Our senior prank. Posting an ad in the New York Times Real Estate section with Patrick, listing the school as a home for sale by owner. Tennis courts, darkroom, roof deck. The Headmistress’s phone ringing off the hook. It was lame, but we thought we were funny. Retro, even, for being so lame. I was confident, sure of myself, of the unfurling of my glorious future. Then I wrecked it. Us. Everything. Upside down in the car, Patrick dead next to me. Crushed window glass sprinkled over us like dewdrops on grass. The frogs singing their endless night song.
“Whatever my dad said is right,” I say, finally, picking at a bit of the tattered and matted velvet beneath me.
He’s waiting to hear something. If I tell, maybe he’ll leave. An unfair transaction.
“You probably know everything there is to know, anyway.” I’m trying to sound casual. “I was in a wreck with my boyfriend, and he died. But I’m fine. Now. I mean I was—I am.”
I straighten my spine a little and try to imagine my eyes are turning to stone so I can’t really see the look on his face. Another hospital trick. I wish he’d quit looking at me like that.

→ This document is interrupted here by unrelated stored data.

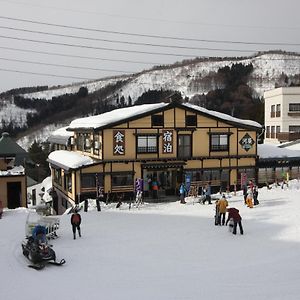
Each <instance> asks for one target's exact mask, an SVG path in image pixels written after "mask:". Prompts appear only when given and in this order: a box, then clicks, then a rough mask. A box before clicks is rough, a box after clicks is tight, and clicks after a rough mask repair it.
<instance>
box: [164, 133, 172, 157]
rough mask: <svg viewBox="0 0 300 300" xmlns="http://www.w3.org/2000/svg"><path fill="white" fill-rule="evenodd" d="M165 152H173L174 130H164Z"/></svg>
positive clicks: (164, 144) (164, 142)
mask: <svg viewBox="0 0 300 300" xmlns="http://www.w3.org/2000/svg"><path fill="white" fill-rule="evenodd" d="M162 133H163V135H162V139H163V153H173V137H174V135H173V130H163V132H162Z"/></svg>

In my head, I’m running through the rules of normal social interaction, asking him in my mother’s overbright voice, “So, what brings you up here?” Tit for tat. We’ll play conversational ping-pong. The little trading of details; this about me, that about you. All those stories you swap so you can pretend you actually know each other. Only what’s the point? There is no point.
I swallow and it feels like I’m going to choke. I cough a little and take a sip of water. Breathe.
Cal sits silent, leans forward a little, forearms on his knees, holding his water, looking at me. Waiting, like he’s ready to hear more, like I’m going to tell him everything.